Portsmouth Navy helicopter engineers face Himalayan challenge

Topic: Fighting armsFleet Air Arm Storyline: Fleet Air Arm

A team of 14 military aircraft engineers from Portsmouth hit the peaks and passes of Snowdonia to prepare for an expedition in the Himalayas.

Personnel from 1710 Naval Air Squadron – a specialist unit in Portsmouth Naval Base which provides engineer support for all the UK Armed Forces’ helicopter fleet – plan to tackle three passes, all above 17,500ft (5360m).

They hope the adventurous training expedition to what is known as the Three Passes Trail will help them work even more closely together and deal with living/working in the most challenging of environments.

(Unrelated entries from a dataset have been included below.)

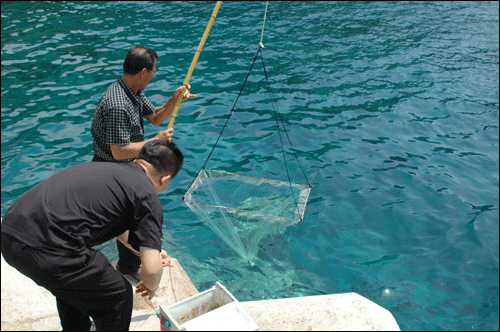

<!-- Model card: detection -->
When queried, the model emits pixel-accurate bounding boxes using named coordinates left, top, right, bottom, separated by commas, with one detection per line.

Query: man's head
left=123, top=46, right=159, bottom=91
left=136, top=140, right=184, bottom=194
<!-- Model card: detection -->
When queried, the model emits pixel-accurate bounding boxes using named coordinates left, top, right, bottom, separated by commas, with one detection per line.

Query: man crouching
left=1, top=140, right=184, bottom=331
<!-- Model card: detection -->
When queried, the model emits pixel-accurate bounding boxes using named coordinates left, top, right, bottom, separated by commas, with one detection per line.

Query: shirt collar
left=118, top=77, right=142, bottom=104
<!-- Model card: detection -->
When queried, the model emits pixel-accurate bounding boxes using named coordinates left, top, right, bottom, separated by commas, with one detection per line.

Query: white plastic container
left=160, top=282, right=259, bottom=331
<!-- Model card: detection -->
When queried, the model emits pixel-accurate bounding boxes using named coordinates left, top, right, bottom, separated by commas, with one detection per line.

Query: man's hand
left=160, top=250, right=174, bottom=267
left=135, top=281, right=156, bottom=300
left=155, top=128, right=174, bottom=142
left=172, top=84, right=196, bottom=102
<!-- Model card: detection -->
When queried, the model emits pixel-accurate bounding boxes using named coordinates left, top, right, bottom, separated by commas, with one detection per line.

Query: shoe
left=115, top=264, right=141, bottom=282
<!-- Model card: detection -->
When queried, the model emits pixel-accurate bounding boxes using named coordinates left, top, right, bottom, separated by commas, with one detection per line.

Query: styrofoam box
left=160, top=282, right=259, bottom=331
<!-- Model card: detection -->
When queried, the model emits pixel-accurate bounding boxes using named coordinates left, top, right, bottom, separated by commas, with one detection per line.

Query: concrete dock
left=1, top=257, right=400, bottom=331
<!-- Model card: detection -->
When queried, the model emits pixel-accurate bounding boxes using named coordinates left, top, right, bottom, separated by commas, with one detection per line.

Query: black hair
left=123, top=46, right=159, bottom=75
left=136, top=140, right=184, bottom=179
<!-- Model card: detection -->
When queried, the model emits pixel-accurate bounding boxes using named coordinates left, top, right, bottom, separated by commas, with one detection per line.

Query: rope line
left=259, top=1, right=269, bottom=48
left=182, top=2, right=312, bottom=222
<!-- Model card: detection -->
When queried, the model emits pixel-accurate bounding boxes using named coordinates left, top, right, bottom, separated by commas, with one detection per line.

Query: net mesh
left=183, top=168, right=311, bottom=261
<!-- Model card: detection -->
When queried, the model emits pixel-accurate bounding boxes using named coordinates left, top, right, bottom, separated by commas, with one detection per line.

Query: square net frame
left=182, top=168, right=311, bottom=225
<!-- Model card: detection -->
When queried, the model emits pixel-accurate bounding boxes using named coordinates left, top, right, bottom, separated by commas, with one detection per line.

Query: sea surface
left=1, top=1, right=499, bottom=330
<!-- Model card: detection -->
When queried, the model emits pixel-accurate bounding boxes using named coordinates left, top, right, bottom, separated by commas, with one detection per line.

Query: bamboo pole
left=167, top=1, right=222, bottom=128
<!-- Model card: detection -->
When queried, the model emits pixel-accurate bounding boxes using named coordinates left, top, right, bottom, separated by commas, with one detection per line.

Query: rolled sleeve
left=106, top=109, right=132, bottom=145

The engineers are frequently called upon to deploy around the globe to conduct repairs/assist recovery of unserviceable Fleet Air Arm, RAF and Army Air Corps helicopters – the sands of the Middle East, the snow-covered mountains of the Norwegian Arctic or the temperate surroundings of the UK.

In Nepal they’ll face temperatures potentially as low as -20 Celsius as they tackle the Kongma La (5,500m), Cho La (5,420m) and Renjo La (5,360m) passes which make up the trail.

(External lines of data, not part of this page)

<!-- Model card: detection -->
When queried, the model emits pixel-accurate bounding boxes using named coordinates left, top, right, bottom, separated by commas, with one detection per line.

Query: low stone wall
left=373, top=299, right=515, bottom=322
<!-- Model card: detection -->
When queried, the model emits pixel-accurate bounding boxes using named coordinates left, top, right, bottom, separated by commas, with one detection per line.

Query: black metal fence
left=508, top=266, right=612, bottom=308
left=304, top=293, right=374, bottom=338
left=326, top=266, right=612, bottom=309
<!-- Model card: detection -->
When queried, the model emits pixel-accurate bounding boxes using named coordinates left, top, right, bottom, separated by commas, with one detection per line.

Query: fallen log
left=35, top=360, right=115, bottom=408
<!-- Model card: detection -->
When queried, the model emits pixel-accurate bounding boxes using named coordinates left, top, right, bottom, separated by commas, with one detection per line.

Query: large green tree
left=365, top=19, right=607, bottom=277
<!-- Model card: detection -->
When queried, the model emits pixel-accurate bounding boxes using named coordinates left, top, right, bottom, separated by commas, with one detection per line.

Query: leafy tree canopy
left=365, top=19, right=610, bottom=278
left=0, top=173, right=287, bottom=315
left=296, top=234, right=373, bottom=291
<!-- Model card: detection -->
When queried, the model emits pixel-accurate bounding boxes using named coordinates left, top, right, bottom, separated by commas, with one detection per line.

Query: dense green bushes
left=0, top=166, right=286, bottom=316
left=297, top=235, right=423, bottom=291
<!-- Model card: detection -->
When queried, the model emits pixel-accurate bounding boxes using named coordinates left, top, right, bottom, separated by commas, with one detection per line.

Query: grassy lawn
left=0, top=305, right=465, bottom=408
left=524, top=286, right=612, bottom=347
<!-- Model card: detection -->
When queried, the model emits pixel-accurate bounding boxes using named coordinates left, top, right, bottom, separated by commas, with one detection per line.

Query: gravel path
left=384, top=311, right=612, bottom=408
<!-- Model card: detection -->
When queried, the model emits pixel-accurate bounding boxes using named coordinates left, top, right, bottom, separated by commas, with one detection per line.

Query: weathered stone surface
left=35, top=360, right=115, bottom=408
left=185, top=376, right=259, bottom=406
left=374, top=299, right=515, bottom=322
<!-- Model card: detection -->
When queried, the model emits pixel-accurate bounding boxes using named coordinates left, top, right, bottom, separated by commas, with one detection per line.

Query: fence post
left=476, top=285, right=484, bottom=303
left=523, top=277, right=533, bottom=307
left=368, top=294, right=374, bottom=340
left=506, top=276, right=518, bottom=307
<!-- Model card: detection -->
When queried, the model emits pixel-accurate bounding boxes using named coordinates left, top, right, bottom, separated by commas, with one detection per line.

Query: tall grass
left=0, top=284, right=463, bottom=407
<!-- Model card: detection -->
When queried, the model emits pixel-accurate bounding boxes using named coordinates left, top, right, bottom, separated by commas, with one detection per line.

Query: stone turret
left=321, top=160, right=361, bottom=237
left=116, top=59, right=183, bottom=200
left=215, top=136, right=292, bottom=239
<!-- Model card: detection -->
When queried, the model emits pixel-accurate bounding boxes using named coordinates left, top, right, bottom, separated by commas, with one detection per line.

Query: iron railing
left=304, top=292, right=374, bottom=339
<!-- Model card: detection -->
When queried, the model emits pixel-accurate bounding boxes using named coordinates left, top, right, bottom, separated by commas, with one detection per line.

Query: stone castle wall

All are well above the point where the risk of altitude sickness is a danger and so will have to acclimatise.

And recognising the unpredictable nature of high-altitude environments, the team has prioritised safety by ensuring that four members have completed comprehensive outdoor remote first aid courses. It means they have the skills to handle emergencies in remote locations, vital for the isolated and challenging landscapes they'll encounter during the expedition.

Lieutenant Jenna Clark, a repair officer with 1710 NAS, said she and her colleagues had planned the expedition thoroughly and prepared well for it with two weekends trekking in Wales to build up physical and mental endurance among the rugged mountains of Snowdonia.

She hopes the trek will imbue the team with confidence, leadership skills, team spirit and determination to face up to – and overcome – future challenges, but also provide a unique experience of Nepalese culture.

“As the departure date approaches, the camaraderie among the aircraft engineers is growing stronger, fuelled by shared experiences in Snowdonia and the collective pursuit of conquering the Three Passes Trail,” said.

“Our dedication to both professional excellence and outdoor adventure reflects a harmonious blend of skills that will undoubtedly contribute to our success in this awe-inspiring trek through the heart of the Nepalese Himalayas.”

It typically takes 17 days to cover the 103-mile trek, which begins and ends in the Nepalese capital Kathmandu.

The team’s only shelter will be a series of austere Nepalese ‘tea houses’ en route, accessible only on foot.